Coffeehouses

Coffeehouses. Au Canada anglais, cafés présentant des musiciens de styles folk, blues et, occasionnellement, pop et jazz.

Coffeehouses

Coffeehouses. Au Canada anglais, cafés présentant des musiciens de styles folk, blues et, occasionnellement, pop et jazz. À l'image des boîtes à chansons, qu'on retrouve au Canada français, les coffeehouses - souvent une maison réaménagée, l'avant d'un magasin ou un sous-sol d'église - se distinguent par un nombre de places restreint (moins de 100 en moyenne) et leur atmosphère empreinte d'intimité et dépourvue de cérémonie. Comme leur nom l'indique, elles n'ont pas de permis de vente de vins ou de spiritueux. Le Riverboat (fl. 1964-78) à Toronto est l'établissement le plus connu. La Yellow Door, née en 1967 à Montréal et encore en activité en 2008, est la plus ancienne et l'une des seules à avoir survécu à la disparition généralisée des cofeehouses à la fin des années 1970.

En Amérique du Nord, les coffeehouses servaient depuis longtemps à des activités sociales et littéraires, mais on ne commença à y présenter des concerts que vers la fin des années 1950. Plusieurs de ces établissements étaient situés dans des quartiers habités par des jeunes - sur ou près des campus universitaires (comme la Yellow Door, occupant un édifice appartenant au Student Christian Movement de l'Université McGill, à Montréal, et le Cuckoo's Nest, situé sur le campus de l'Université de Western Ontario, à London, et The Wasteland, l'Université d'Ottawa) ou dans des quartiers où fleurissaient les communautés « bohème » ou « hippie » des années 1960 (comme Yorkville à Toronto et Gastown à Vancouver).

La Gerrard Street Coffee House de Toronto et le Club 71 (ce dernier à Yorkville), tous deux ouverts à la fin des années 1950, furent parmi les premiers établissements du genre au Canada à accueillir des musiciens. D'autres furent en activité plus ou moins longtemps durant les 20 années suivantes, entre autres : Bohemian Embassy, Fifth Peg, Nervous Breakdown, Penny Farthing et Pornographic Onion à Toronto; Fifth Dimension, Fifth Amendment, Golem, New Penolope et Seven Steps à Montréal; Bunkhouse et Classical Joint à Vancouver; Depression à Calgary; Louis Riel à Saskatoon; Second Stage à Winnipeg; Black Swan à Stratford, Ont.; Smale's Pace (plus tard Change of Pace) à London, Ont.; et Le Hibou et Le Monde à Ottawa.
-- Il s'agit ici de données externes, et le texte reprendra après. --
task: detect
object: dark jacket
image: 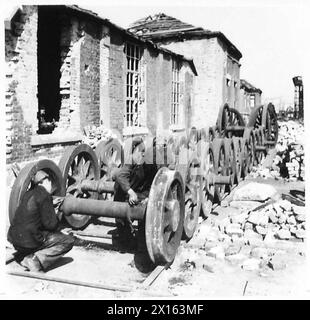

À la fin des années 1960, plusieurs coffeehouses de Yorkville, dont Boris's, El Patio, Gaslight et Night Owl, s'éloignèrent de la chanson folklorique et accueillirent les groupes rock les plus audacieux de Toronto.

Bien que la Classical Joint ait vécu jusqu'au milieu des années 1980, que la Golem ait duré de 1973 à 1991 et que la Bohemian Embassy ait réouvert brièvement 1991-2, le phénomène des coffeehouses comme lieu musicale s'est généralement éteint vers le milieu des années 1970. Plusieurs théories ont été avancées à ce sujet, y compris l'insuffisance des revenus (surtout à cause de l'absence de permis de vente de boissons alcooliques) devant l'augmentation des coûts d'exploitation et des cachets des interprètes (lorsque les chanteurs solistes se mirent à travailler avec de petits ensembles), de même que les goûts changeants des auditoires. En outre, à Toronto, le réaménagement du quartier Yorkville dans les années 1970 entraîna des hausses de loyer largement au-dessus des budgets des coffeehouses. Devant l'impossibilité grandissante pour les coffeehouses de survivre, la musique traditionnelle et folk contemporaine durent se réfugier dans les restaurants détenteurs de permis de vente d'alcool (par exemple, le Free Times Café à Toronto et Rasputin's Folk Café à Ottawa) ou les clubs ou sociétés de musique folk présentant des concerts réguliers dans des salles louées, dans le cadre d'un programme annuel se terminant souvent par un festival important.